「あの味を忘れることはないでしょう」――珠洲で被災した方の体験談(2)
投稿日時:
2024/06/10
著者:
インタビューと編集:ナントワ
3.1週間の高台避難所生活
スマホと電気
1月2日の夜にスマホの電波が止まり始めたのを覚えてます。そのタイミングの少し前あたりに、NTTの関連会社に勤めて珠洲を離れているはずの友人が現れました。よう来たな、と思います。スマホの電波がもうじき止まると話してくれました。そもそも電気が全部止まっていて、基地局では停電時にバッテリーで駆動するようになっているので、そのバッテリーが切れたら止まると。

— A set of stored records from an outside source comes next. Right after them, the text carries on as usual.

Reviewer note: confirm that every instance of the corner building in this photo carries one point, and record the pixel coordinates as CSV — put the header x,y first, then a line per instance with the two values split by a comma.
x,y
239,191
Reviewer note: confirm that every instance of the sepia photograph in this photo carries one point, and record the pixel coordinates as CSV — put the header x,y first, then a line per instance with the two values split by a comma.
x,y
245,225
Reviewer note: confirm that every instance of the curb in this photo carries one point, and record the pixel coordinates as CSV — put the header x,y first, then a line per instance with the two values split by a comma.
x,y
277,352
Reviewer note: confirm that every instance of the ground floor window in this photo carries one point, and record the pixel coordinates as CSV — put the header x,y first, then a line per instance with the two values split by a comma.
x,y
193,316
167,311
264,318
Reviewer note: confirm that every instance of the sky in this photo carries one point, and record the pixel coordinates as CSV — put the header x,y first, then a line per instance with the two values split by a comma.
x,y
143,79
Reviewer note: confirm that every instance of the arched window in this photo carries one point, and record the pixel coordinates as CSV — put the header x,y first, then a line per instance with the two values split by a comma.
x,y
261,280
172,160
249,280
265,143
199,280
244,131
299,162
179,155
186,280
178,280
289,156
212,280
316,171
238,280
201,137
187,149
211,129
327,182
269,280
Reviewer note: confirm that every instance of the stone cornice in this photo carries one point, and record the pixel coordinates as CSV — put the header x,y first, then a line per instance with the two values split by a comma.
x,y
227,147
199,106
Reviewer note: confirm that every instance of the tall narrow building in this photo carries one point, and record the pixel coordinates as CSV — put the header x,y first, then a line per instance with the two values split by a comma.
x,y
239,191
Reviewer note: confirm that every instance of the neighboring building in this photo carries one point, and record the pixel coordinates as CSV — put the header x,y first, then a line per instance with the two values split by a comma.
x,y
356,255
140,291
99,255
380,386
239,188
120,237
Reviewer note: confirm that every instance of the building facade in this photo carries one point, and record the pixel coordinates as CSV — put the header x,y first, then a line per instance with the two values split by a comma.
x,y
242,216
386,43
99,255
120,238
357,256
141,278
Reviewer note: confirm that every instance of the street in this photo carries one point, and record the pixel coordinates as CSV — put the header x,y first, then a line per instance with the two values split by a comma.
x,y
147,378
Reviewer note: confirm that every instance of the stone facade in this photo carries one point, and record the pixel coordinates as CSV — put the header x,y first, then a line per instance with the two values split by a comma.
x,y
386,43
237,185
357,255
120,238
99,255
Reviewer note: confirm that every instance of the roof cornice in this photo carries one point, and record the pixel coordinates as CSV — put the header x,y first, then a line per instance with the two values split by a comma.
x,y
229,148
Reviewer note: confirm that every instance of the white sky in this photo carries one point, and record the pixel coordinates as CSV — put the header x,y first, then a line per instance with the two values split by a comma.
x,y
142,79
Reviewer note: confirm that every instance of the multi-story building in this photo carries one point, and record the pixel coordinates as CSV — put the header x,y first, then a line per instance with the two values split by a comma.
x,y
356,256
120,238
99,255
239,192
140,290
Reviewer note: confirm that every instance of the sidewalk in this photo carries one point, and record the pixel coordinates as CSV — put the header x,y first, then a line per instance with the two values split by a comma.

移動基地局が来たのは1月4日か5日くらいでした。キャリアによって差がありましたけれど、それまでは非常に不安定で、完全に入らない状態も長くありました。水や電気と同じくらい情報が大事だと思いました。
電気は止まっていたのですが、その老人ホームの施設長が、私物の発電機とドラムリールを出してくれて、潤沢ではないけれどガソリンがあって、それを使って電気を起こしました。それでスマホの充電ができました。自分はその充電に関してとりまとめをしていました。
最初、ガソリンの発電機を使う前は、カセットボンベを使う発電機を回しました。あれはすぐ切れるんです。2時間くらいかな。何度も換えなければいけませんでした。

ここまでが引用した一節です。